Si l’ouvrage contient une première partie exclusivement dédiée à la Bretagne, « bastion du PSU », où l’on voit que la question régionale ne cesse de faire l’objet de discussions tout au long des années 1960 et 1970 (cf. les articles de Fabrice Marzin et de Tudi Kernalegenn), on suit ensuite l’évolution des débats entre les kyrielles de tendances à travers les régions françaises, et les différences d’implantation du PSU selon les secteurs professionnels, de la paysannerie au monde enseignant en région parisienne (traité dans un bel article d’Ismaïl Ferhat), ou de l’histoire des ESU (« Étudiants socialistes unifiés ») au rôle déterminant dans la lutte contre la guerre d’Algérie, comme le montre Étienne Pingaud dans une passionnante intervention.

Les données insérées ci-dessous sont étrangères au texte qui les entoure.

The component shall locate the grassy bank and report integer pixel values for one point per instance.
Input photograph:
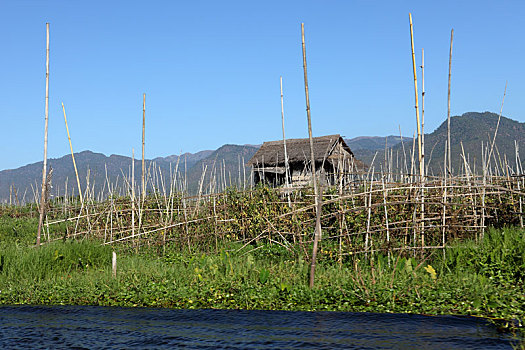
(482, 279)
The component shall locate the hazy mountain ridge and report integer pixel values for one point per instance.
(471, 129)
(226, 162)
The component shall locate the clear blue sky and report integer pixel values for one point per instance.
(211, 70)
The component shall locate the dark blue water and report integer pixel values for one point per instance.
(90, 327)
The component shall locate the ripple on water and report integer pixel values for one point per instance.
(88, 327)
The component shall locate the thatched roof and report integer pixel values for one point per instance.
(272, 153)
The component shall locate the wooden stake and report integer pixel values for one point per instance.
(286, 166)
(44, 170)
(114, 264)
(72, 155)
(133, 192)
(317, 236)
(421, 171)
(143, 142)
(448, 109)
(423, 109)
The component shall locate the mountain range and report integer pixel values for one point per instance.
(225, 164)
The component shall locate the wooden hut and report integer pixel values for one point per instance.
(332, 155)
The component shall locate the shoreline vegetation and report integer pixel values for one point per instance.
(482, 278)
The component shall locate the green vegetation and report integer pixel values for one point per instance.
(482, 279)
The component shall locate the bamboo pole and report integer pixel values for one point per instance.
(286, 165)
(133, 192)
(143, 143)
(72, 155)
(317, 198)
(448, 109)
(44, 170)
(421, 171)
(423, 109)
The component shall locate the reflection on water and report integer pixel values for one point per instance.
(89, 327)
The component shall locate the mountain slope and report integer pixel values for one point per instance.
(473, 130)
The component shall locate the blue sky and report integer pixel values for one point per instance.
(210, 70)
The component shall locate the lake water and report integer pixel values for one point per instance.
(90, 327)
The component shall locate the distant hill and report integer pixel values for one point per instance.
(472, 129)
(225, 163)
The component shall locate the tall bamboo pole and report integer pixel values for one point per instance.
(423, 147)
(286, 166)
(133, 192)
(448, 109)
(72, 156)
(421, 171)
(44, 170)
(423, 108)
(317, 235)
(143, 141)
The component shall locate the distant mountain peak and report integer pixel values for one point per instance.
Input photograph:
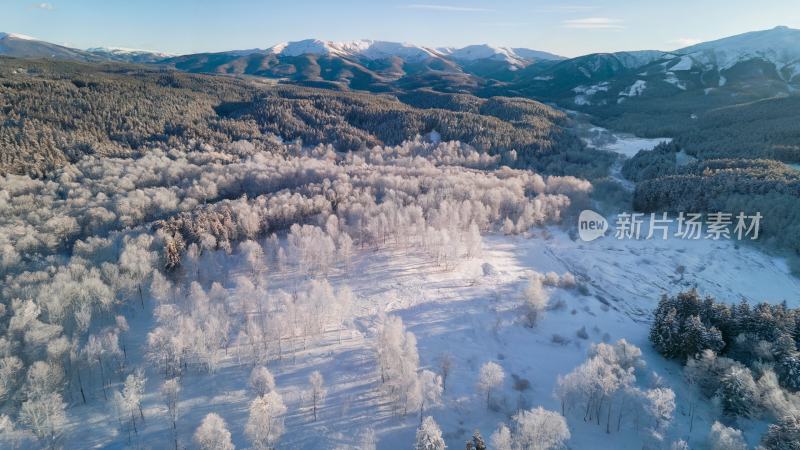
(361, 48)
(779, 45)
(21, 37)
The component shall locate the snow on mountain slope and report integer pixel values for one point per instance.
(21, 37)
(373, 50)
(532, 55)
(122, 51)
(780, 46)
(484, 51)
(363, 48)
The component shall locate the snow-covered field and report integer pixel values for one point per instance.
(622, 143)
(471, 312)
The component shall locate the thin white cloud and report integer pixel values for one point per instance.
(504, 24)
(594, 23)
(445, 8)
(568, 9)
(685, 42)
(43, 6)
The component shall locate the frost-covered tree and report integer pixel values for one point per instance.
(535, 300)
(264, 426)
(725, 438)
(261, 380)
(501, 438)
(738, 392)
(478, 443)
(398, 362)
(539, 429)
(784, 434)
(431, 390)
(128, 401)
(490, 376)
(317, 391)
(213, 434)
(169, 392)
(429, 436)
(445, 363)
(367, 440)
(45, 417)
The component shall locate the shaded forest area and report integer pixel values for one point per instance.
(665, 183)
(57, 112)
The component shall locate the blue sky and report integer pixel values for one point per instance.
(564, 27)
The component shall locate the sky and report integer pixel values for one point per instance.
(563, 27)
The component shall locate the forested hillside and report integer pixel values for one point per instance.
(54, 112)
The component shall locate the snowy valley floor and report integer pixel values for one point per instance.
(475, 318)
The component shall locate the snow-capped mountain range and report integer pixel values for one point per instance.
(376, 50)
(756, 64)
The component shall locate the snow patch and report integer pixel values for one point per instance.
(673, 80)
(635, 90)
(685, 63)
(21, 37)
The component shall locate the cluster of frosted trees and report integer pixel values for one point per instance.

Le PSU vu d’en bas accorde donc une place prépondérante à ses militants dits « de base », à son histoire « en régions » et à la multitude des sensibilités qui l’ont traversé. Or, ce choix délibéré des auteurs s’accorde très bien à leur objet d’étude, c’est-à-dire un parti que François Furet avait un jour qualifié avec justesse d’ « extraordinaire kaléidoscope de militants et d’idées à travers lequel on peut voir paraître à peu près toutes les traditions antagonistes du mouvement socialiste depuis la fin de la Première Guerre mondiale [^4] ». Tout en proposant en fin de volume un (incroyable !) organigramme des fusions, scissions et regroupements de tendances tout au long de l’histoire du PSU et, au-delà, de ses successeurs jusqu’aux actuels Alternatifs, ce livre entraîne le lecteur dans une sorte de voyage parmi les expérimentateurs de ce « laboratoire d’idées » que fut le PSU.
[^2]: Histoire du PSU. 1.La fondation et la guerre d’Algérie (1958-1962), La Découverte, 1994.
[^3]: Paris-Montpellier, PC-PSU. 1945-1963, Gallimard, 1982..
[^4]: Dans son article sur le livre de Marc Heurgon, le Nouvel Observateur, 13 avril 1995.